Protagoniste assolute dell’inverno al via, le novità.
A Gressoney-Saint-Jean il baby snow park Sonne è fresco di rinnovo e pronto ad accogliere i piccoli sciatori con aree gioco più ampie, un nuovo tapis roulant per prolungare il divertimento delle discese su sci, slittini e gommoni, e una serie di percorsi con gonfiabili a tema Walser per celebrare le tradizioni della valle. Poco più in alto, a Gressoney-La-Trinité, vede la luce la nuova pista di slittino Murmeltier, progetto ambizioso che ruota attorno a 550 metri di discesa serviti dalla seggiovia Moos, illuminazione notturna, innevamento garantito e la possibilità di scivolare anche sotto le stelle, ogni mercoledì e sabato sera.
Da questa stagione, poi, entra pienamente in funzione la tecnologia bluetooth low energy, che consente di usare lo skipass digitale dallo smartphone, senza passare dalla biglietteria. Basta tenerlo in tasca per accedere agli impianti, riducendo così plastica e attese e promuovendo una montagna più smart e sostenibile, dove la tecnologia è al servizio dell’esperienza.
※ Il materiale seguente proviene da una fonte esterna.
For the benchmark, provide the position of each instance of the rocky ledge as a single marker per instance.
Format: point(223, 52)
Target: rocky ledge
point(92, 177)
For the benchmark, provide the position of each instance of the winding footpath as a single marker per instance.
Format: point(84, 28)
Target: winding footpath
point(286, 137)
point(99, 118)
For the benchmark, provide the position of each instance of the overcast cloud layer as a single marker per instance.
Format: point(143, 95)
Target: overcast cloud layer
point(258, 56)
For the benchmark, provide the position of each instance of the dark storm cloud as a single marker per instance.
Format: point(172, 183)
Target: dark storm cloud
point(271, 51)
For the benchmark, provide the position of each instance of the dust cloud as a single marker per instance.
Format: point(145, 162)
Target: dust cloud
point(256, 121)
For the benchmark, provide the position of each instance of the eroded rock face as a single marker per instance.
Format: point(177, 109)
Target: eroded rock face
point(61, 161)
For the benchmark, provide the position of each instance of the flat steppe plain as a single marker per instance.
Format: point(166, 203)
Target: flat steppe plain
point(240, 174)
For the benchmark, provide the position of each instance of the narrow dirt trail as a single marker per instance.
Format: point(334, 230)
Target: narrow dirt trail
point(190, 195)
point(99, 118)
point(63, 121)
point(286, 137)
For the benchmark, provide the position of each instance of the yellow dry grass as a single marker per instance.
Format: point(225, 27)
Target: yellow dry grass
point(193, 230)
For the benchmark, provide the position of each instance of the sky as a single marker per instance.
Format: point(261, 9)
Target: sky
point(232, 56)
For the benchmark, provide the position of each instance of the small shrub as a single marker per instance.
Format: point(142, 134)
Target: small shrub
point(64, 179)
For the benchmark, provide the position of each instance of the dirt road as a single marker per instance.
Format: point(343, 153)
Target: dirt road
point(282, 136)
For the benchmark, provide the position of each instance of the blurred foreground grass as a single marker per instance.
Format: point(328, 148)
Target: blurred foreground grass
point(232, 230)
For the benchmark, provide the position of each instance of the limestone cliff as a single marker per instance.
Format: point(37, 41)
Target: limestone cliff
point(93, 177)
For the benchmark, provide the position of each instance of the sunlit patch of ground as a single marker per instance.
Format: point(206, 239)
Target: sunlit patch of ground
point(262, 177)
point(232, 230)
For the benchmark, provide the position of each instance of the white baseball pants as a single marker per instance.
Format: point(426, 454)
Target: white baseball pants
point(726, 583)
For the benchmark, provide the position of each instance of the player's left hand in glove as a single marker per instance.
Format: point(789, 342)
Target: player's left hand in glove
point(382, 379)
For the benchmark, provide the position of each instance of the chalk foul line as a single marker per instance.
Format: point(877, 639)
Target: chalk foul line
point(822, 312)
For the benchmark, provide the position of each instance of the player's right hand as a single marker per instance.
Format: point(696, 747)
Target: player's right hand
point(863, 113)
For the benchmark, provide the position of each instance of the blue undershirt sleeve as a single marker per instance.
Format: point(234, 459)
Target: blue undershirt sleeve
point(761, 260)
Sul fronte di costi e promozioni, fioccano agevolazioni e formule pensate per andare incontro a tutte le tasche e per far fronte alle imprevedibili condizioni meteorologiche. A partire da sci gratuito per bambini sotto gli otto anni, a sconti del 30 e del 20 per cento rispettivamente per i ragazzi tra gli 8 e i 16 anni e i giovani tra i 16 e i 24 anni , per arrivare a voucher multiuso per i rimborsi skipass in caso di chiusura degli impianti . «Siamo più che soddisfatti di poter ribadire la solidità di una destinazione che sta affrontando le sfide di questi anni con lungimiranza. Su tutte, l’imprevedibilità delle condizioni meteo che ci condiziona in modo determinante e ci spinge a migliorare le performance delle infrastrutture e delle modalità di rimborso, come nel caso dei voucher», dice Giorgio Munari, amministratore delegato di Monterosa Spa.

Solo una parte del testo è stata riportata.